The most-successful pricing model for winning business "depends on the size of the merchant" and the types of transactions the merchant sees, Rante said. "As merchants get larger, you're going to have a hard time not pricing them at interchange-plus."
Typically, merchants with larger transaction volumes benefited from this pricing model, observers note.
With interchange-plus rates, ISOs typically charge merchants the interchange rate for the type of transaction plus a specific basis point amount above that rate, and may include a per transaction fee, too. A basis point is one-hundredth of a percentage point.
Merchants may like this model because it means transactions are not grouped into a tiered pricing model and the merchant pays the appropriate rate for the type of transaction. Tiered accounts may have as many as 12 rate categories, according to MerchantCouncil.org, a Web site about processing services.
Tiered models, often consisting of qualified, mid-qualified and nonqualified rates, attempt to funnel a transaction into one of these categories based on how the merchant service provider defines the categories. That can make it difficult for a merchant to know the exact rates for a transaction.
Merchants on interchange-plus schedules, however, may find themselves paying an "enhanced recovery reduced" rate assessed by an ISO. BluePay, on its Web site, defines this rate as a "surcharge applied to any transaction that fails to quality for the anticipated discounted interchange program" as defined in the ISO's service fee schedule.

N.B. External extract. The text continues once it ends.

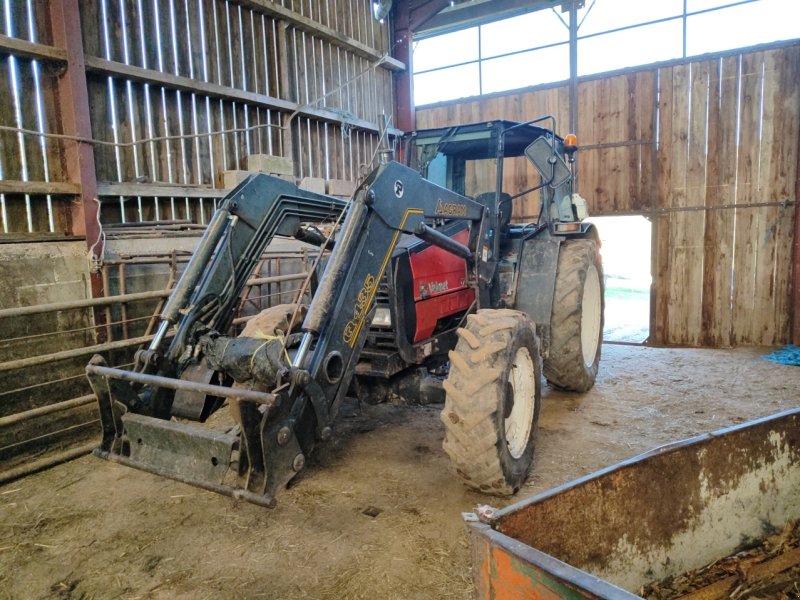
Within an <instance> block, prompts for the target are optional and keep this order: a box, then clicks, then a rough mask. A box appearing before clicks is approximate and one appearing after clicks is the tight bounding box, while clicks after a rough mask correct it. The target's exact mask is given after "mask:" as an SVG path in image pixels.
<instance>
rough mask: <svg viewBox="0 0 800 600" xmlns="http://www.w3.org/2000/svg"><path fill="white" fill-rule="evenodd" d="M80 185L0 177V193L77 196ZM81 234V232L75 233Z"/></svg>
mask: <svg viewBox="0 0 800 600" xmlns="http://www.w3.org/2000/svg"><path fill="white" fill-rule="evenodd" d="M80 193H81V186H80V184H78V183H68V182H65V181H13V180H9V179H0V194H31V195H48V194H49V195H51V196H78V195H80ZM76 235H82V233H79V234H76Z"/></svg>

"Enhanced recovery reduced" rates are common enough that John Mayleben, who oversees an ISO operated by the Lansing, Mich.-based Michigan Retailers Association, said at the conference retailers sometimes are confused by them.
Sometimes the trigger for the enhanced recovery reduced rate is unclear, he said, noting he would rather know what that trigger is to help prevent it in the future.
"If you're not showing them the information on how to get a better rate, they're going to take it out on you," Mayleben said. Any merchant concerns over their specific rates also may feed into the overall retail community's attitude toward interchange and fees for accepting credit cards.
Asked whether the current interchange system, with rates for different cards, such as corporate or rewards cards, helped the payments industry, BluePay's Rante decidedly said his experience has shown that payment acceptance helps a merchant's overall sales.
"In the long run for the merchant, it helps because the average ticket size goes up," Rante said.
Mayleben, however, while not divulging anything the audience previously did not know, said retailers are flummoxed by interchange and how the rates are determined. "Retailers clearly feel they have no say in the matter," he said. "Smarter retailers have figured it out."
Generally, large retailers, such as Wal-Mart Stores Inc. and Target Corp., receive lower interchange rates than small merchants do because of the volume of transactions they handle.